Je décide de rester pour Joan Jett & The Blackhearts, par curiosité. La bonne idée ! La dame impose le respect, toujours aussi classe sur scène. Le show est bien millimétré, on passe un super moment entre amis et je me dis que j’aimerais bien lui ressembler plus tard. Une belle figure charismatique dans ce paysage un peu trop masculin.

J’enchaîne avec MESHUGGAH qui m’avait foutu une sacré claque au Download. J’ai donc adoré tendre la seconde joue et suis repartie avec une belle marque de main sur la gueule. C’est lourd, c’est dense, c’est massif : accompagné d’un décor dantesque très Gigerien, le quintet n’a pas failli à sa réputation et a livré un set carré d’une précision folle. Le public ne s’y trompe pas et répond massivement à l’appel de cette messe collective. On regrette presque que le show n’ait pas été de nuit, histoire que le lightshow ajoute encore une couche à ce concert déjà incroyable.

Après un bref arrêt à EUROPE pour apprécier The Final Countdown (on ne se refait pas), je me balade avant de me diriger vers Church of Misery.

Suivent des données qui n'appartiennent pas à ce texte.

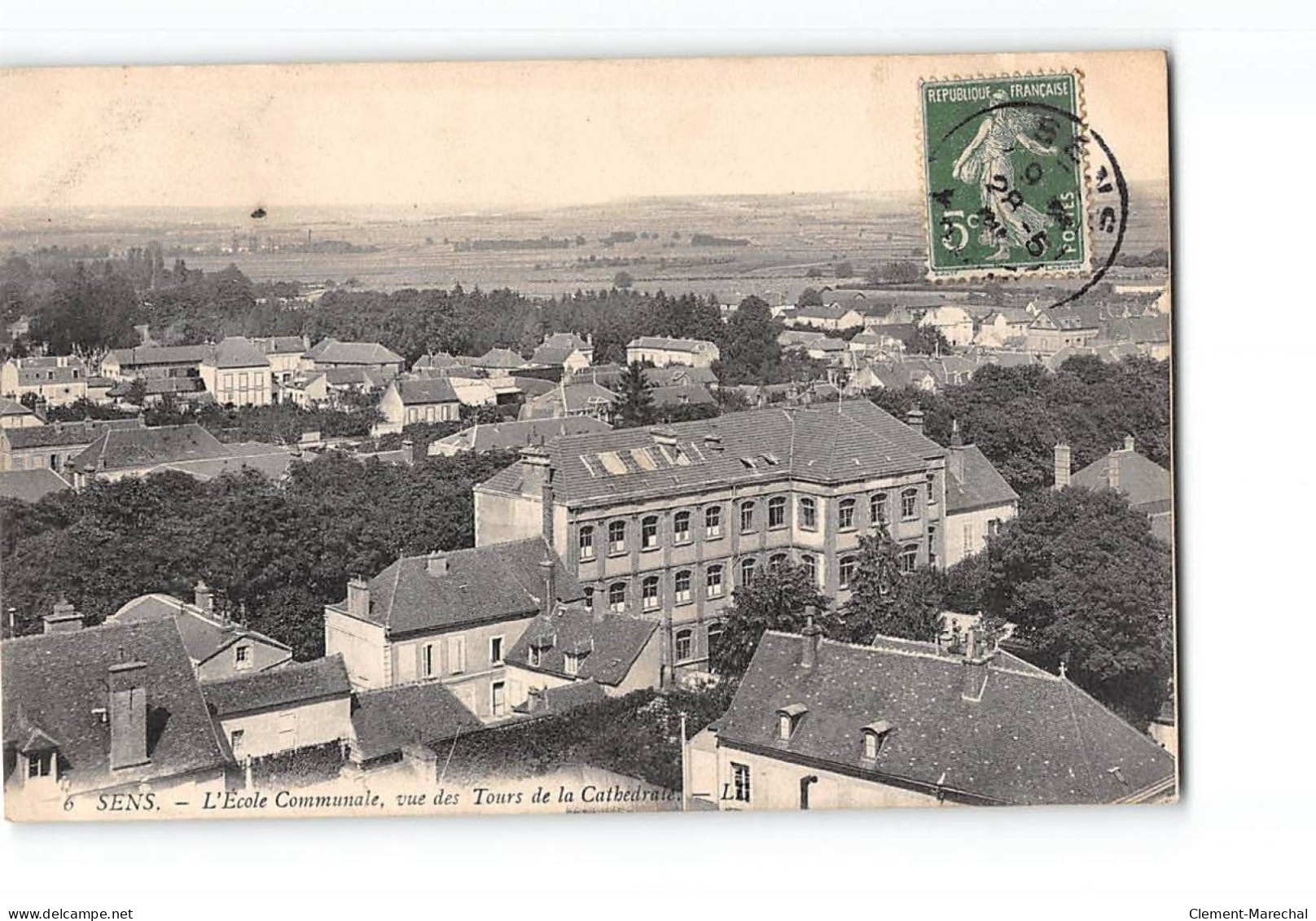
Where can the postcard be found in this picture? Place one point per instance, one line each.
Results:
(586, 436)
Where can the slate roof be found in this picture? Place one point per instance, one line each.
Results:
(332, 352)
(270, 461)
(13, 408)
(670, 344)
(237, 352)
(489, 583)
(68, 433)
(281, 345)
(840, 442)
(611, 643)
(424, 391)
(435, 362)
(1032, 739)
(502, 436)
(1143, 482)
(682, 395)
(30, 486)
(980, 486)
(149, 446)
(502, 358)
(53, 683)
(149, 356)
(292, 684)
(546, 354)
(202, 636)
(388, 718)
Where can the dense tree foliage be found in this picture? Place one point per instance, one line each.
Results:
(1016, 414)
(274, 555)
(886, 602)
(637, 735)
(775, 599)
(1082, 578)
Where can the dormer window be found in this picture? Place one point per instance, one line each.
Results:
(874, 737)
(788, 720)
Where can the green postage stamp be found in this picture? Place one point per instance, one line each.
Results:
(1004, 175)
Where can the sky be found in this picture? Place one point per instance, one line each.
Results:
(512, 134)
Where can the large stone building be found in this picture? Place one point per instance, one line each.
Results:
(666, 521)
(820, 724)
(57, 379)
(104, 709)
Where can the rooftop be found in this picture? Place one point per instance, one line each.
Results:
(287, 686)
(839, 442)
(123, 449)
(472, 585)
(610, 643)
(203, 634)
(388, 718)
(30, 486)
(55, 682)
(1032, 737)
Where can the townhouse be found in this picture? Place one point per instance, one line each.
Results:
(448, 616)
(666, 521)
(661, 352)
(822, 724)
(55, 379)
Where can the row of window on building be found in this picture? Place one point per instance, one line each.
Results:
(715, 587)
(807, 511)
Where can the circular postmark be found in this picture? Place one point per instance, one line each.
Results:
(1020, 186)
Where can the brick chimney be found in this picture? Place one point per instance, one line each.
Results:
(62, 619)
(128, 715)
(358, 598)
(914, 419)
(549, 570)
(974, 671)
(203, 598)
(1064, 465)
(811, 638)
(956, 458)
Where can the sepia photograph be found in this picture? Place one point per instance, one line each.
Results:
(366, 455)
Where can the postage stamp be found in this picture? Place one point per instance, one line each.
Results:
(1004, 173)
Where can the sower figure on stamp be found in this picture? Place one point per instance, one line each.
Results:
(989, 164)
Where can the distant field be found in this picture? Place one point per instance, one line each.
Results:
(788, 236)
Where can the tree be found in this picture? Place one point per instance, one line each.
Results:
(775, 599)
(809, 297)
(1086, 583)
(637, 401)
(886, 602)
(929, 341)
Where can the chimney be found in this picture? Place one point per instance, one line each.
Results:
(128, 715)
(358, 598)
(974, 666)
(956, 458)
(914, 419)
(62, 619)
(551, 585)
(811, 637)
(203, 598)
(1062, 465)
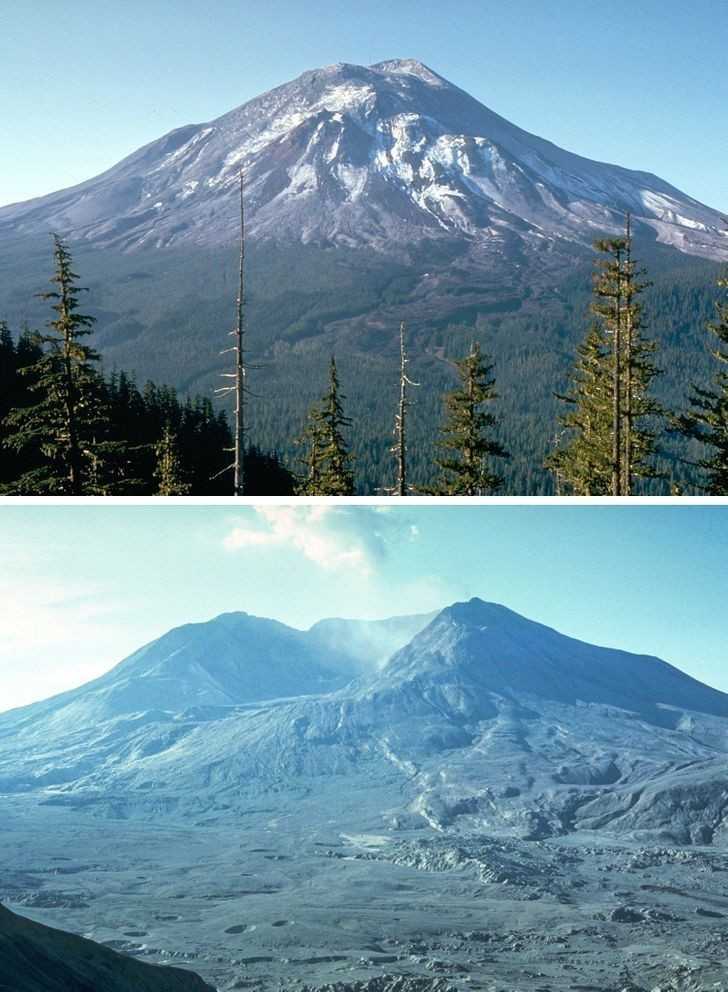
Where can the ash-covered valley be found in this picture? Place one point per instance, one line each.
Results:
(466, 800)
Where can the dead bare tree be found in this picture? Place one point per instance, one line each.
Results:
(399, 448)
(238, 387)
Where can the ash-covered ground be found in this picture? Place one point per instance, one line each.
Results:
(305, 892)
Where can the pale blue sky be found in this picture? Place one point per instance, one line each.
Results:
(641, 83)
(81, 587)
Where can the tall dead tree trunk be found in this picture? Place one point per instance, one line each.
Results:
(617, 384)
(627, 480)
(400, 421)
(238, 388)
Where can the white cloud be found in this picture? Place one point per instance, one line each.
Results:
(332, 537)
(53, 635)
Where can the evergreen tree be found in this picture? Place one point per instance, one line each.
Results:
(707, 419)
(327, 457)
(583, 466)
(65, 423)
(466, 434)
(610, 426)
(168, 471)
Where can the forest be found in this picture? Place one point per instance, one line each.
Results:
(633, 414)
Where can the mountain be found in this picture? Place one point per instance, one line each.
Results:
(37, 958)
(484, 721)
(376, 156)
(233, 660)
(374, 195)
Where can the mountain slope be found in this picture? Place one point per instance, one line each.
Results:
(380, 156)
(484, 721)
(37, 958)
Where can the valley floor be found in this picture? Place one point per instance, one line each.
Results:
(304, 892)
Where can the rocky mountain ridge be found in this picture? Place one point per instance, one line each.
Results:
(376, 156)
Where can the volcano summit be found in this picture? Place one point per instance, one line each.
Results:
(376, 156)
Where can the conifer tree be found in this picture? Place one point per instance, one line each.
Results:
(168, 471)
(610, 426)
(707, 419)
(466, 436)
(327, 458)
(312, 443)
(65, 422)
(583, 466)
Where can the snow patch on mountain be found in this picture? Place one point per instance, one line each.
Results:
(381, 157)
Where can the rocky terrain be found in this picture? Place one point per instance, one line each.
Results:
(36, 958)
(496, 807)
(373, 156)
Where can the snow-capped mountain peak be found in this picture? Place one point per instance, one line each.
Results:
(378, 156)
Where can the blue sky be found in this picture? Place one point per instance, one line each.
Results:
(81, 587)
(641, 84)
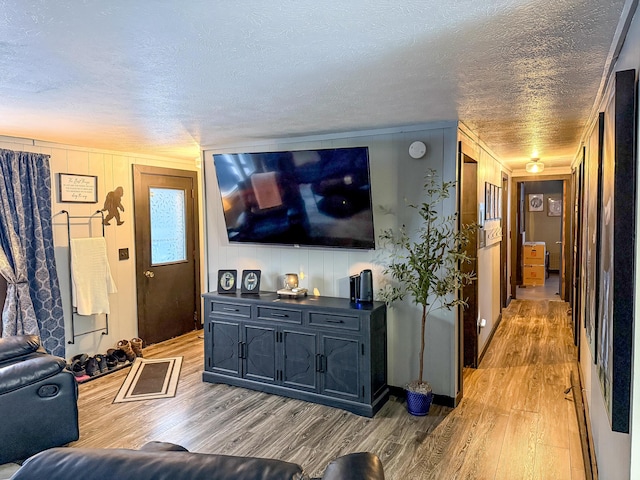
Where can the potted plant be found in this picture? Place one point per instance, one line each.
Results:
(425, 265)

Pour ceux qui ne connaissent pas le groupe, on a affaire à un quatuor japonais qui exprime dans chaque chanson sa passion pour les serial killers. Oui oui. Le décor est planté et, fidèle à sa réputation, COM délivre un set psychédélique et dingue, dans tous les sens du terme.

Les pionniers

J’aurais pu ensuite aller voir Solstafir, mais soyons honnête : l’attraction de la journée, c’était Hollywood Vampires. Un nom putassier pour un line-up tout aussi indécent (pour rappel : combo de Alice Cooper, Johnny Depp et Joe Perry) et qui préfigure un dégueulis de kitch. Formé à l’origine pour honorer la mémoire des grands pontes du rock aujourd’hui décédés, Hollywood Vampires honore le contrat et balance une avalanche de tubes des années 70, ponctuée de quelques compositions pas du tout mémorable. Le public vieillissant du Hellfest est pourtant ravi, on est dans un karaoké géant niveau +++ et au final, on s’amuse plutôt pas mal. Rien de transcendant, mais un très bon moment où personne ne se prend la tête. Depp, un peu le wanted man du set, reste sobre et à l’écart, presque humble face aux monuments qui l’entourent. Petit moment de gloire quand le monsieur s’approche pour entonner Heroes de David Bowie, mais ce sera la seule mise en avant du monsieur. Le reste de la scène, c’est Alice Cooper qui l’investit à grands coups de canne, et franchement, il fait le show.

Malgré tout l’amour que j’ai pour Corey Taylor, je décide de faire l’impasse sur Stone Sour et me dirige vers EYEHATEGOD que beaucoup d’amis me conseillent.
Faisant partie de l’élite des papas du sludge, le groupe ne failli pas à sa réputation et littéralement retourné la Valley comme peu de groupes sont capable de le faire. Certains les diront vieillissant et dépassés, mais globalement, on passe un très très bon moment.

On termine cette journée revival par Bad Religion. Pour avoir vu le groupe plusieurs fois sur scène, je sais que je n’aurais pas droit à un show historique, néanmoins BR fait toujours le taff avec sourire et énergie. Une bonne petite fin de soirée punk-à-roulettes où les tubes (21st Century (Digital Boy), American Jesus, You pour ne citer qu’eux) font toujours mouche et entrainent une foule visiblement ravie de retrouver ces papas du punk.

Ainsi se termine cette première journée qui, sans avoir été sensationnelle et sentant un peu le vieux grenier, aura été parsemée de bonnes surprises. Mais nous sommes d’accord : la vraie journée, elle est demain.